А основная причина, из-за которой срывается голос — невыполнение райдера принимающей стороной. Далеко не в каждом городе есть приличный аппарат. В подавляющем большинстве городов его нет. С нами ездят аппаратчики со своим аппаратом. Мы арендуем в каком-нибудь крупном городе весь аппарат — порталы, все полностью. И все концерты поблизости от этого города они обеспечивают. Но бывает, что этого сделать не удается.
Но не всегда бывает, что аппарат на том уровне, который нам нужен. А питерский аппарат мы везти не можем.
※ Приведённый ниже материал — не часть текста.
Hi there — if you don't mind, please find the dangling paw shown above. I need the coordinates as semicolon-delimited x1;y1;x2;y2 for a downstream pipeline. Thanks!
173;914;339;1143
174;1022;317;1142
Приехали в Улан-Удэ, такая же история была в Благовещенске — там аппарата, практически, нет. Мы настроились, я вышел в зал, отошел от сцены на десять метров и понял, что если я сейчас здесь начну говорить с приятелем, то приятеля буду слушать лучше, чем музыку со сцены. Вот такая беда. А мы в Улан-Удэ впервые, отступать нам нельзя. И играли на этом аппарате. Брали энергией, и орали, конечно, как только могли. Это было уже сейчас, в 2002 году, в последнем туре. Все равно приходится выезжать на драйве, на собственной глотке.
В этом смысле ситуация у нас в России, как и во многом другом, оставляет желать лучшего. Хотя, во многих городах, таких, как Барнаул, есть люди, которые совершенно бескорыстно преданы рок-музыке. Настолько, что они занимаются не только продвижением своих молодых групп, но и привозом групп из Москвы и Питера и созданием им полного кайфа, чтобы они не обламывались. У них там есть рок-кафе такое, что я могу только пожелать Питеру, чтобы здесь было что-то похожее на кафе в Барнауле. Когда я вышел ночью на улицу (в Барнауле) — за едой, что ли, часа в четыре — увидел на крыше гостиницы огромный монитор, на котором бежала надпись: "Панк не сдох, он просто так пахнет". Потом пошли надписи "Панк-рок жив" и так далее. Побольше бы таких людей, как барнаульский Раппопорт, который такие штучки там устраивает.